Kendi etki alanlarıyla ilgilenmeyip, başkalarının ilgi alanlarına karışarak hayatını politik davranışlar içerisinde karşı tarafı yönetmeye çalışırlar. Kendisinden korkulmasını ve çekinilmesini isterler. Çünkü saygının korkuya dayandığına inanırlar. Albert Camus’un dediği gibi “hiçbir şey korkuya dayanan saygı kadar iğrenç değildir.”
Korku kültürüyle yetişen bir birey saygınlığı ve korkuyu birbirine eş değer görmektedir. Sevgiye bile sınırları vardır. Çünkü çok sevmenin insanı şımartabileceğini ve nankörleştirebileceğine inanır.
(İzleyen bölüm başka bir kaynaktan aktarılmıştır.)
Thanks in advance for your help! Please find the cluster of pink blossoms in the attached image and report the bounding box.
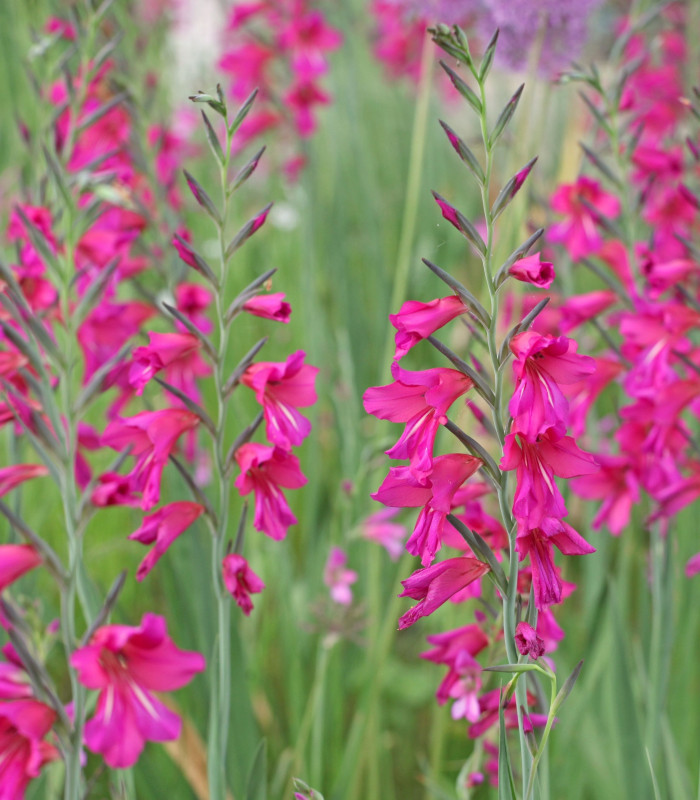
[537,7,700,575]
[0,4,318,788]
[218,0,342,177]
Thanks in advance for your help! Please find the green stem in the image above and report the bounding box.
[381,36,435,364]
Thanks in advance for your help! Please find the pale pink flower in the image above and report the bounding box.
[221,553,265,616]
[323,547,357,606]
[399,556,490,630]
[70,613,205,769]
[129,500,204,581]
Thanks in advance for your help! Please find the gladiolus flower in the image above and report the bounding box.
[508,253,555,289]
[221,553,265,616]
[235,442,306,540]
[399,556,490,630]
[389,295,467,361]
[102,408,199,510]
[515,622,544,661]
[241,350,318,450]
[129,500,204,581]
[70,614,205,769]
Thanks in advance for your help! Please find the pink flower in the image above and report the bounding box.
[323,547,357,606]
[363,362,474,480]
[548,176,620,261]
[235,442,306,540]
[372,453,482,567]
[243,292,292,323]
[515,622,544,661]
[389,295,467,361]
[241,350,318,450]
[70,614,205,769]
[221,553,265,616]
[0,464,49,497]
[399,556,489,630]
[129,331,201,395]
[0,698,58,800]
[0,544,41,592]
[102,408,199,510]
[500,429,598,530]
[508,253,555,289]
[362,508,408,561]
[129,500,204,581]
[516,519,595,609]
[508,331,595,441]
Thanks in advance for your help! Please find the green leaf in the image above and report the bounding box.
[245,739,267,800]
[440,61,484,115]
[225,203,272,261]
[201,111,226,164]
[498,297,549,364]
[423,258,491,330]
[493,228,544,289]
[183,169,223,227]
[498,702,516,800]
[440,120,486,186]
[489,83,525,149]
[479,28,499,82]
[229,147,265,193]
[228,89,258,136]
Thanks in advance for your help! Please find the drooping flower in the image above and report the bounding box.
[235,442,306,540]
[515,622,544,661]
[0,698,59,800]
[221,553,265,616]
[70,613,205,769]
[363,362,474,480]
[102,408,199,510]
[399,556,490,630]
[129,500,204,581]
[372,453,482,567]
[508,331,595,441]
[323,547,357,606]
[389,295,467,361]
[241,350,318,450]
[0,544,41,592]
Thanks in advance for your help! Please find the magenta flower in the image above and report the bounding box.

Günümüzde de bu toplumun çocukları sevgi temelli değil de korku temelli saygıya önem vermektedir. Korktukları kişiyi sevmedikleri halde saygı duyarlar. Sevdikleri kişilere ise gerek farkında olmadan gerekse farkında olarak suiistimal ederler.
Bu durum aile yaşantımızdan başlayıp eğitim ve iş hayatına da yayılmıştır. Örneğin baskın bir ailede çocuk korkuya dayalı saygıyı öğrenir. Annesi, babası veya aile üyelerinin herhangi birisinden korkarak, onların tepkilerinden etkilenerek adımlarını atmaya başlar. İleriki dönemlerde eğitim hayatına başladığında çocuk kendisine gösterilen sevgi ve anlayışı karşısındaki kişiye saygı duymayarak, onu önemsemeyerek tepkisini verir. İş hayatında ise maalesef patrondan daha çok patron gibi davranan karakterlerden birisidir. Acemi davranışlarını ve olmayan kriz yönetimini emir kipiyle kapatmaya çalışır. Çünkü kendisinden çekinilirse, korkulursa saygınlığının artacağını düşünür. Sevgiye dayalı saygı kültüründe yetişen çocuk ise kendisine ve başkalarına saygı duymayı bir erdem olarak görüp, korktuğu ve strese sokan kişileri ise bilgisiz, acemi ve manipülatif kişiler olarak değerlendirir.